On 15/11/2022 2:44 pm, Tom Lane wrote:
> Frank Cazabon <frank.cazabon@gmail.com> writes:
>> If however I have a function defined like this
>> CREATE OR REPLACE FUNCTION public.testfunction(
>> )
>> RETURNS TABLE
>> (
>> Firstname character(30)
>> )
>> LANGUAGE 'plpgsql'
>> AS $BODY$
>> BEGIN
>> RETURN QUERY SELECT p.cFirstName FROM patients p;
>> END;
>> $BODY$;
>> And I call:
>> SELECT * FROM public.testFunction();
>> Then FirstName returns as a Memo field (similar to a Text field).

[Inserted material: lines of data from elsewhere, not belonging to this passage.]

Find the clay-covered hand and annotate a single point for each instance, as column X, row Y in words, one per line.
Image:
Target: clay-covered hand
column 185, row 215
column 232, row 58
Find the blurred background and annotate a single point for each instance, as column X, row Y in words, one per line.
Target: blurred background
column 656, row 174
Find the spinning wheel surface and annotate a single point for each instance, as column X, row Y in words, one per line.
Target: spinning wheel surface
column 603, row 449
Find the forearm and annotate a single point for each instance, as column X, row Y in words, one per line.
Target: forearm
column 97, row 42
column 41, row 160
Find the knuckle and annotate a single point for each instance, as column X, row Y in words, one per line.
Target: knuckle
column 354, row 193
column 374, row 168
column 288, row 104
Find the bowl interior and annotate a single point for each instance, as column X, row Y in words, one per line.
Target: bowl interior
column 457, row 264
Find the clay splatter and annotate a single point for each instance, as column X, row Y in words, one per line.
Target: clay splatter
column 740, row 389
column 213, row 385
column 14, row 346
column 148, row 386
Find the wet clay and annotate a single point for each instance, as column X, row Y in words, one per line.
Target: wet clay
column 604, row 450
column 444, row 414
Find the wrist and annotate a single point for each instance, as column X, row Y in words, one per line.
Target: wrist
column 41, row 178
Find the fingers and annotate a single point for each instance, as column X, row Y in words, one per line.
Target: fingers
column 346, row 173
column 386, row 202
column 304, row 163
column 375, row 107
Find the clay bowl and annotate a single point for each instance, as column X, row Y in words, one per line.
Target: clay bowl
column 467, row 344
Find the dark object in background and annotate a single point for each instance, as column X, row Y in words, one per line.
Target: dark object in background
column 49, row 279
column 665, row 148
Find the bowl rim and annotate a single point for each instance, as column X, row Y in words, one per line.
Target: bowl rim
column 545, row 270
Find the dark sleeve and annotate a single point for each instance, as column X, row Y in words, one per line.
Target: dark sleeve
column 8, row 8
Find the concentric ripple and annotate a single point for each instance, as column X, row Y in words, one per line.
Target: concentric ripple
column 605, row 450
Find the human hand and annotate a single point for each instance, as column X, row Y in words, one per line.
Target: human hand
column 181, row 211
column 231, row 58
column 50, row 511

> This is mostly about whatever software stack you're using on the
> client side --- Memo is certainly not something Postgres knows about.
>
>> Any idea what I need to do to get it to return the character(30) type?
> There's no chance of getting back the "30" part with this structure,
> because function signatures do not carry length restrictions.
> What I expect is happening is that you get firstname as an
> unspecified-length "character" type, and something on the client
> side is deciding to cope with that by calling it "Memo" instead.
>
> You could perhaps work around that by defining a named composite
> type:
>
> create type testfunction_result as (firstname character(30), ...);
>
> create function testfunction() returns setof testfunction_result as ...
>
> regards, tom lane
Thanks, so I could define the function like this - removed the (30):
CREATE OR REPLACE FUNCTION public.testfunction(
)
RETURNS TABLE
(
Firstname character
)
LANGUAGE 'plpgsql'
I'll try the type definition and see if that helps.